I looked at some of the classical books in ODE. Most books including Coddington Levinson, Hartman, Chicone do not define the degree of a differential equation. The only book where I found it is Ince. He writes

An ordinary differential equation expresses a relation between an independent variable, a dependent variable and one or more differential coefficients of the dependent with respect to the independent variable.
The order of a differential equation is the order of the highest differential coefficient which is involved. When an equation is polynomial in all the differential coefficients involved, the power to which the highest differential coefficient is raised is known as the degree of the equation. When, in an ordinary or partial differential equation, the dependent variable and its derivatives occur in the first degree only, and not as higher powers or products, the equation is said to be linear. The coefficients of a linear equation are therefore either constants or functions of the independent variable or variables.

And then he gives the following example

$$\left\{1+\left(\frac{dy}{dx}\right)^2\right\}^{1/2}=3\frac{d^2y}{dx^2}$$ is an ordinary equation of the second order which when rationalised by squaring both members is of the second degree.

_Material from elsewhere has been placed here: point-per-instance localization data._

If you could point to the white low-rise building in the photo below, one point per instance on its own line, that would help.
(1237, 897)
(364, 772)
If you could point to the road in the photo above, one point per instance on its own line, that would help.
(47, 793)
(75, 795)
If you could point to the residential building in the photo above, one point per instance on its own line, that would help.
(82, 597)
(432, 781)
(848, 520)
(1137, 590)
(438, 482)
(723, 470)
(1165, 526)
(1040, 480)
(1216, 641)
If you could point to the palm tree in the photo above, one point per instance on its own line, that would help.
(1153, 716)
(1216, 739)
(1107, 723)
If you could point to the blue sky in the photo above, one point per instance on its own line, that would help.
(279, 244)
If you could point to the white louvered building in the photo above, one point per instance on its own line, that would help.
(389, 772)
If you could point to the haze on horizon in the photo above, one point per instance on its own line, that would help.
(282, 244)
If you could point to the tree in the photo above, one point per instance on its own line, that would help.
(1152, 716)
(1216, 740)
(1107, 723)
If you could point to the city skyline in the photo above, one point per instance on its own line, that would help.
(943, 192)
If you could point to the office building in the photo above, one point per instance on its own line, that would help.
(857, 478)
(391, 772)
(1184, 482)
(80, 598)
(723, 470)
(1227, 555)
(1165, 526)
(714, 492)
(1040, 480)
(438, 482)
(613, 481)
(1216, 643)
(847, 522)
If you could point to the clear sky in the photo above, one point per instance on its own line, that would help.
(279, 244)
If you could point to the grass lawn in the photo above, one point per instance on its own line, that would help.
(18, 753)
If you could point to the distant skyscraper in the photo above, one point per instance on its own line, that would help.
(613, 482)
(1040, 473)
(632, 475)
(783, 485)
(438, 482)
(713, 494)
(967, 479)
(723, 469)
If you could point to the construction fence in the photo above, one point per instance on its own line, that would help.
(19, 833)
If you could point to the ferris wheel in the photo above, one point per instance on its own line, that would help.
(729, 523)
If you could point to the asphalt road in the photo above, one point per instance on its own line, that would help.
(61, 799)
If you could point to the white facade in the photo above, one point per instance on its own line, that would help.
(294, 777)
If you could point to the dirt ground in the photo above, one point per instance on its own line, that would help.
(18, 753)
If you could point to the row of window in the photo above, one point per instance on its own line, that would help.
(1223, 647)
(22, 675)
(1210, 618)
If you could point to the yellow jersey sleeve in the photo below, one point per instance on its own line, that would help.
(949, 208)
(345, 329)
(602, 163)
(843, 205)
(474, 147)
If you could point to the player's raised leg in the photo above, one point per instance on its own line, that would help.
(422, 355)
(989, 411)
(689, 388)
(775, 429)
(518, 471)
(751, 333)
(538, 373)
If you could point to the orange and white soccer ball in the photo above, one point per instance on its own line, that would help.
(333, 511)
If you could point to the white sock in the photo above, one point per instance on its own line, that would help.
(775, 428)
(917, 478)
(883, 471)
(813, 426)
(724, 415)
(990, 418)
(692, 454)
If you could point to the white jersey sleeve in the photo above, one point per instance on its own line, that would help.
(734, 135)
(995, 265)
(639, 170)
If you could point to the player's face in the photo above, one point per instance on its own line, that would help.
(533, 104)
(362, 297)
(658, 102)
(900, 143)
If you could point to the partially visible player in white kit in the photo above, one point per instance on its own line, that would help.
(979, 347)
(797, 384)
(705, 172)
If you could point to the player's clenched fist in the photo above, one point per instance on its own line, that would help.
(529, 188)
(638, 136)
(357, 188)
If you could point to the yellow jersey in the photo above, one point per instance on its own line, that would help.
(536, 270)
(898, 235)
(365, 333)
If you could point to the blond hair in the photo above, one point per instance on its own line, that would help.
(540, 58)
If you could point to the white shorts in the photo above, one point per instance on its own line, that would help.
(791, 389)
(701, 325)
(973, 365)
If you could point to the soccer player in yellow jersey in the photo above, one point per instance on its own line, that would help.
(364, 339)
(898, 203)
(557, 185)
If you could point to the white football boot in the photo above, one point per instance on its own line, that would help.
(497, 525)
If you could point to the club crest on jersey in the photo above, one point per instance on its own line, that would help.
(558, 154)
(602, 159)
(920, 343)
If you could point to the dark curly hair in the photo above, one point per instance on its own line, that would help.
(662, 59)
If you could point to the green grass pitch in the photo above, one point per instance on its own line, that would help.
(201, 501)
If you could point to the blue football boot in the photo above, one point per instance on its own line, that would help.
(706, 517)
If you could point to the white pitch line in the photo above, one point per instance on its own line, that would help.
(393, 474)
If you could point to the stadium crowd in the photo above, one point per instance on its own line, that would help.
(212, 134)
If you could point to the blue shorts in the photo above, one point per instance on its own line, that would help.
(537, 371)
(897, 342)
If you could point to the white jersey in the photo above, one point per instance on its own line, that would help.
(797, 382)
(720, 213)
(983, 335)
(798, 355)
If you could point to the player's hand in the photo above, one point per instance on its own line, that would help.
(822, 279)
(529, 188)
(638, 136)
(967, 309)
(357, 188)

It is a bit archaic, in particular, by differential coefficients he just means the derivatives of the solution. Anyway, the way I read it is that if a differential equation can be written in the form \begin{align}a_n(x,y(x)) &\left(\frac{dy^n}{dx^n}(x)\right)^{m_n} + a_{n-1}(x,y(x)) \left(\frac{dy^{n-1}}{dx^{n-1}}(x)\right)^{m_{n-1}}\\ &+ \ldots + a_1(x,y(x)) \left(\frac{dy}{dx}(x)\right)^{m_1} = f(x,y(x)),\end{align} where $m_n,\dots, m_1$ are natural numbers and $a_n\ne 0$, then the degree of the ODE is $m_n$.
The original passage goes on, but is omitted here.